NEW YORK — Taubman Centers Inc. on Tuesday disputed allegations made by hostile takeover suitor Simon Property Group that it is attempting to deny shareholders the power to call a special meeting.
This story first appeared in the January 2, 2003 issue of WWD. Subscribe Today.
In an amended filing with the Michigan court that is hearing the case, Indianapolis-based Simon alleged Taubman is trying to block its $1.5 billion bid by improperly changing the bylaws of the company.
Taubman, based in Bloomfield, Mich., rebutted the charges and said that it only “clarified” its position that if shareholders vote to hold a meeting, the company’s board would decide the date.
“Given what Simon’s attempting to do, we just wanted to make sure that the rules of the road for the special meeting are in place and that there’s no confusion,” a Taubman spokesman said in published reports.
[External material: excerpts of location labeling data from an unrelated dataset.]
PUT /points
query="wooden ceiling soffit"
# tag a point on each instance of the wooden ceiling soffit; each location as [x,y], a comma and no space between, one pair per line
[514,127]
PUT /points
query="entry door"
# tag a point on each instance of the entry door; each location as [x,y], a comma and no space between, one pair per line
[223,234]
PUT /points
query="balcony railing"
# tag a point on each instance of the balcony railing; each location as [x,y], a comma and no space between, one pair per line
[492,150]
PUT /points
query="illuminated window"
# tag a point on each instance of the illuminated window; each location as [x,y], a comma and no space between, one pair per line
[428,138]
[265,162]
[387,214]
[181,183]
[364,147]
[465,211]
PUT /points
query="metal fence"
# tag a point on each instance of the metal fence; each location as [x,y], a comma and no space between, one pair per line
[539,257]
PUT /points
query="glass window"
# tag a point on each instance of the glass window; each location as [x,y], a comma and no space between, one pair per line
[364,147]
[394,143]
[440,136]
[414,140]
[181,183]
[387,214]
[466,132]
In December, Simon called for the proxies of Taubman stockholders to convene a special meeting. It takes 25 percent of the voting shares to pass.
In a statement, Taubman said it changed its bylaws “to specify in more detail the timing and procedures that would apply” to the convening of a special meeting.
The lawsuit stems from a 1998 allegation by Simon against Taubman that claimed the company violated Michigan anti-takeover statutes when Taubman family members increased their control of the company to 30 percent of shares from 1 percent without shareholder approval.